Fernanda Lapa estudou “encenação na Polónia no final da década de 1970, dedicou-se durante anos a atividades letivas (nomeadamente na Escola Superior de Teatro e Cinema, no Mestrado em Estudos Teatrais da Faculdade de Letras da Universidade de Lisboa e no Departamento de Teatro da Universidade de Évora), sem deixar de se manter presente não apenas no teatro mas igualmente na dança, na ópera, no cinema e na televisão”.

“Um dos seus legados, com a Escola de Mulheres, é o trabalho constante sobre textos de ou sobre mulheres, desde os clássicos da Antiguidade (como Medeia) até autoras contemporâneas como Caryl Churchill ou Paula Vogel. Nos últimos tempos, coordenou também as comemorações do centenário de Bernardo Santareno, de quem foi aluna e amiga. E nunca deixou de ser uma voz interventiva nas questões do teatro, da cultura e da intervenção cívica”, acrescenta a nota.
“Nunca calou a voz”
Também o primeiro-ministro recordou Fernanda Lapa como uma grande lutadora. Na rede social Twitter, António Costa afirma que a atriz e encenadora “respirou Liberdade, Teatro e Cultura a vida inteira”.

“Nunca calou a voz para defender o papel das mulheres, contra preconceitos e estereótipos. Vamos sentir a sua falta”. 

“Figura ímpar”

A ministra da Cultura, Graça Fonseca, lamentou a morte da atriz e encenadora Fernanda Lapa, que classificou como uma "figura ímpar da história do teatro português nos últimos 50 anos".


 Numa publicação na rede social Twitter, o Ministério da Cultura salientou que Fernanda Lapa deu, através do seu trabalho, "oportunidade, palco e voz às mulheres na representação".
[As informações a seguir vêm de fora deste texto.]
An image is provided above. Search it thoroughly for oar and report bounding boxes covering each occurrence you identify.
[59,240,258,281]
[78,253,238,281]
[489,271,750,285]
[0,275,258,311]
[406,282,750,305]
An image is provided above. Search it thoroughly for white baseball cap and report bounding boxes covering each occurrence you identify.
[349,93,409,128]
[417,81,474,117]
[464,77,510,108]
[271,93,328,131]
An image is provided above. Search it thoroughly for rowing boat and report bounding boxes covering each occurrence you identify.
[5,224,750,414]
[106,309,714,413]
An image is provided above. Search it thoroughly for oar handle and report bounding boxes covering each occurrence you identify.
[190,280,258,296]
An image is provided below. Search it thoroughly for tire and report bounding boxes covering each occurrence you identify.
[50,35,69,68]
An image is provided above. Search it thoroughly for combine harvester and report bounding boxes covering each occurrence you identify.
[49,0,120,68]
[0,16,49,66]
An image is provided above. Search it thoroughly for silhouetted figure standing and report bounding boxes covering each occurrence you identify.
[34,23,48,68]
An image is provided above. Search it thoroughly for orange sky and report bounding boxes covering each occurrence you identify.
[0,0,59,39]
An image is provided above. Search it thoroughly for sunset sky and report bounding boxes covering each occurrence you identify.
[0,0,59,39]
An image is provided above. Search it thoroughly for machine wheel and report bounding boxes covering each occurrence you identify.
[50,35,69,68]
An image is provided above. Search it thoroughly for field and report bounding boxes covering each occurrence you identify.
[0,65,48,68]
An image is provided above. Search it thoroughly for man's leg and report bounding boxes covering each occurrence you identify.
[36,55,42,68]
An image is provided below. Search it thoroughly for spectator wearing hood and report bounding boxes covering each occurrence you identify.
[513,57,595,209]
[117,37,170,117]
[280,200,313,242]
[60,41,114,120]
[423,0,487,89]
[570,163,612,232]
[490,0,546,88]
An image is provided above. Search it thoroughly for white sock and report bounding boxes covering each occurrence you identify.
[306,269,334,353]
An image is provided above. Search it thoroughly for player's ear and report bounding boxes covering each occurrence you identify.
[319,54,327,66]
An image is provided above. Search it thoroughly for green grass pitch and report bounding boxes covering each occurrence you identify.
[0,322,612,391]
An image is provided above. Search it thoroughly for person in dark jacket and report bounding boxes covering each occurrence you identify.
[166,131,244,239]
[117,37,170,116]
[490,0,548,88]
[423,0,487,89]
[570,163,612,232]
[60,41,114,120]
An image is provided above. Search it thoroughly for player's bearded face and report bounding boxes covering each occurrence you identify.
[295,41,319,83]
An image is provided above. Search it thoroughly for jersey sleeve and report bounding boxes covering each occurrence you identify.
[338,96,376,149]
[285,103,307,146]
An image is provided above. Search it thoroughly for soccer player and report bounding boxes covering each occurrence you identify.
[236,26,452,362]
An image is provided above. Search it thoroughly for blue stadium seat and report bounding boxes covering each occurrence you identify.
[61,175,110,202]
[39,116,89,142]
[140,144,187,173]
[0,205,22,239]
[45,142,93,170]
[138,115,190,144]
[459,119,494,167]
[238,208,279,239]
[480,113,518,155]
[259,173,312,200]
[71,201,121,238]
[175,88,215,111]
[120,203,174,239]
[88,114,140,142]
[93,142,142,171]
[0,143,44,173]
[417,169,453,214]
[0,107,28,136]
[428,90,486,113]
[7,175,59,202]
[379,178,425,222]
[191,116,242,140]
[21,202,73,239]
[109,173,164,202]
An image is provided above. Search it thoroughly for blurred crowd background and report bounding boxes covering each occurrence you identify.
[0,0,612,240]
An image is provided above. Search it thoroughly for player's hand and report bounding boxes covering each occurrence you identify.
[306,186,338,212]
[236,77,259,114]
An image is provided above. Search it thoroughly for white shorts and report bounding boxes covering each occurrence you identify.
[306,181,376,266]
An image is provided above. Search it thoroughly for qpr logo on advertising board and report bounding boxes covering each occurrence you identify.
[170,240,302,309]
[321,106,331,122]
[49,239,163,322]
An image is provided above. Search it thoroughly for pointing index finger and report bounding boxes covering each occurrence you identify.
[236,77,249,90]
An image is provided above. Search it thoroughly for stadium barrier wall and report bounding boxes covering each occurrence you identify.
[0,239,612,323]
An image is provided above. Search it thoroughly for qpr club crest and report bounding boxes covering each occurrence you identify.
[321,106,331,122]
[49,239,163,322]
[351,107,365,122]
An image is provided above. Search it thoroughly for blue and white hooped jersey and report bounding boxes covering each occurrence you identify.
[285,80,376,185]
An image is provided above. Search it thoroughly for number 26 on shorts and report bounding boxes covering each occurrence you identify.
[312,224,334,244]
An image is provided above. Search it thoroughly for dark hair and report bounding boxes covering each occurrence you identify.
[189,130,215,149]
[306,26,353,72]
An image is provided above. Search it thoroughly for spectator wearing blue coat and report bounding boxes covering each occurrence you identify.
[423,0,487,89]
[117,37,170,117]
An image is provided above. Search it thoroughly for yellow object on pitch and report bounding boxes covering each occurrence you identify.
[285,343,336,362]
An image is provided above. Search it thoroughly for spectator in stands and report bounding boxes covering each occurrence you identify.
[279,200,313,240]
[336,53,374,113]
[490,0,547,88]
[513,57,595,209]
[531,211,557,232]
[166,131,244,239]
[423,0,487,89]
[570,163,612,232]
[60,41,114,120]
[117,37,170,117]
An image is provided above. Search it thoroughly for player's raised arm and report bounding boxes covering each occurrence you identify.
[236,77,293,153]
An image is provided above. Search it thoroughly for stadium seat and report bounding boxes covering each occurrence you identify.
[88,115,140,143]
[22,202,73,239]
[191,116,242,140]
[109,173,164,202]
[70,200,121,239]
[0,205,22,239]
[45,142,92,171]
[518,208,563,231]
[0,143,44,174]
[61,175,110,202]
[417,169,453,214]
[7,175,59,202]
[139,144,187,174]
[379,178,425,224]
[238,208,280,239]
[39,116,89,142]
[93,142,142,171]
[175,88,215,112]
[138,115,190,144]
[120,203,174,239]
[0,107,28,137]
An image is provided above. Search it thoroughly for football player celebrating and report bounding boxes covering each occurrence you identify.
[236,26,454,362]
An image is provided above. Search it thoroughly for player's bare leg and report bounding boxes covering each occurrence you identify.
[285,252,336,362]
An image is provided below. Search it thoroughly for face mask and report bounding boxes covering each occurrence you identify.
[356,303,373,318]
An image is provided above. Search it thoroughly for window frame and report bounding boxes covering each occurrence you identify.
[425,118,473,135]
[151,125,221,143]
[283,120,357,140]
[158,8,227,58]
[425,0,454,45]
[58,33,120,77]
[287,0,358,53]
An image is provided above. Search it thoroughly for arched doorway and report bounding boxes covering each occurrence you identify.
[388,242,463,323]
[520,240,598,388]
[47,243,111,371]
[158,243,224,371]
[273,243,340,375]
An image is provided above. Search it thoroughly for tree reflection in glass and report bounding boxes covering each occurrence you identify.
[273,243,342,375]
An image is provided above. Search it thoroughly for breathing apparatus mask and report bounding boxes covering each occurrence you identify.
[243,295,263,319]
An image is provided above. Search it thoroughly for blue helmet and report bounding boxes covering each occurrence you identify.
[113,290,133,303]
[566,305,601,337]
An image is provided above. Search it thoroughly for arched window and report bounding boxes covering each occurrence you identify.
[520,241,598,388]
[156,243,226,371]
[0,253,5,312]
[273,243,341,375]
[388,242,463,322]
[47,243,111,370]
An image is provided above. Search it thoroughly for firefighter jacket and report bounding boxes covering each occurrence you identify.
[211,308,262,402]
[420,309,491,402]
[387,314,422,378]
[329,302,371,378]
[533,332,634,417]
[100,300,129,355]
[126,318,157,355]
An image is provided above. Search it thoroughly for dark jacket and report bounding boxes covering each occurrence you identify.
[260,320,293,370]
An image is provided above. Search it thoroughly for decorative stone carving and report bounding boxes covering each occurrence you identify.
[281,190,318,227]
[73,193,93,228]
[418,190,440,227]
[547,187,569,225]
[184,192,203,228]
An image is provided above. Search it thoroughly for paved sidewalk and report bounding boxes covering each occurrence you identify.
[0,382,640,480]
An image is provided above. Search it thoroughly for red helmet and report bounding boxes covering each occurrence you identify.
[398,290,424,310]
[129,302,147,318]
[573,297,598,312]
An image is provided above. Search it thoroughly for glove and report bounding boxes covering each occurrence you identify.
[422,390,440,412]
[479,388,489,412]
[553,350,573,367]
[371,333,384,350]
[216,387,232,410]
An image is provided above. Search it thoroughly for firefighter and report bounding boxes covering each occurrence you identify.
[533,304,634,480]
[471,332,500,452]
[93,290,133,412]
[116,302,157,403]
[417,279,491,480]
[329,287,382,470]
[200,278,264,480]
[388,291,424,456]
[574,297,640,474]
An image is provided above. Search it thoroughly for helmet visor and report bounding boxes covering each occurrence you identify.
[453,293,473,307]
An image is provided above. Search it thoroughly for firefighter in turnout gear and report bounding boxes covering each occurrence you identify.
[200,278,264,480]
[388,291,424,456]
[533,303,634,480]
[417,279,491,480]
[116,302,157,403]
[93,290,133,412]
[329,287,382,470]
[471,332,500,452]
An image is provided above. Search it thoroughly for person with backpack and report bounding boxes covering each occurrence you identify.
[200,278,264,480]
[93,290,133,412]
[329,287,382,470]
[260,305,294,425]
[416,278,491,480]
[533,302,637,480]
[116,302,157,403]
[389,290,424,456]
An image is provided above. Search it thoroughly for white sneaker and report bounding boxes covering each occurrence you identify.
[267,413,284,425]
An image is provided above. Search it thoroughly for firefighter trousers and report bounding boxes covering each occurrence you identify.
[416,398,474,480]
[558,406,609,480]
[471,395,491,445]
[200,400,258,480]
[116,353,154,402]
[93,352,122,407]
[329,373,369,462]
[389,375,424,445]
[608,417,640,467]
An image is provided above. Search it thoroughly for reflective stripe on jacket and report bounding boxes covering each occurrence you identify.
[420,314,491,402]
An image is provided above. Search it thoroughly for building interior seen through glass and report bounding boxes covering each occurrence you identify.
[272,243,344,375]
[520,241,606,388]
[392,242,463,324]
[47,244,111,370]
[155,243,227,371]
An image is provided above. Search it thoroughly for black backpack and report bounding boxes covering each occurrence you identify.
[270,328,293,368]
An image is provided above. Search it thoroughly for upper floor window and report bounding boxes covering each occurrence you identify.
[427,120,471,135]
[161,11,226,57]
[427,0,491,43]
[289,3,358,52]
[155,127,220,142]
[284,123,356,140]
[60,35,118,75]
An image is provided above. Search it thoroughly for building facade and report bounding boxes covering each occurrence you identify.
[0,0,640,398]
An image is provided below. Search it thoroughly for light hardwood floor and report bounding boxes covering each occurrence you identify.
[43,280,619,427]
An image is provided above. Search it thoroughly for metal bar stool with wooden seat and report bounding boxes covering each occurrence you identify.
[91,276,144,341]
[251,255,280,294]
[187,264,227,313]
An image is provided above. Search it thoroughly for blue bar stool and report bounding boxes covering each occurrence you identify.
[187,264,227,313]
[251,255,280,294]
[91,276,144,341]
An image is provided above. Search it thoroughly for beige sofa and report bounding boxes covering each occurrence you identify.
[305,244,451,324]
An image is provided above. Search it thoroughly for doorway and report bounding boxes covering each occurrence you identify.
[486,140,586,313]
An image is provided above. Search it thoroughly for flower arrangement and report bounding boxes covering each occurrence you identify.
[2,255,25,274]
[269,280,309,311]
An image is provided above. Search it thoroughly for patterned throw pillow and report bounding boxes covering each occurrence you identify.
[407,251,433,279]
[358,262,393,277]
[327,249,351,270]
Num comunicado entretanto divulgado pelo Ministério da Cultura, a ministra Graça Fonseca manifesta "uma profunda tristeza" pela morte da atriz e encenadora "que com o seu trabalho lutou por condições de igualdade entre mulheres e homens na encenação, interpretação e dramaturgia".

"Nos palcos, como na vida, fez da luta pela igualdade de género tanto um propósito como uma lição. Como atriz, dos palcos ao ecrã, deu voz e corpo a mulheres fortes, marcantes, personagens que o público português sempre reconhecerá. Como encenadora e diretora artística foi um exemplo de abertura e cidadania, trilhando caminhos novos e transformando o teatro português com o seu rigor e com o seu empenho incansável", refere Graça Fonseca.

A ministra recorda que, "fruto desse empenho, fundou a Escola de Mulheres, de que era diretora artística e força motriz, um projeto modelar que desde o seu momento inicial tudo fez para promover a criação e o talento no feminino".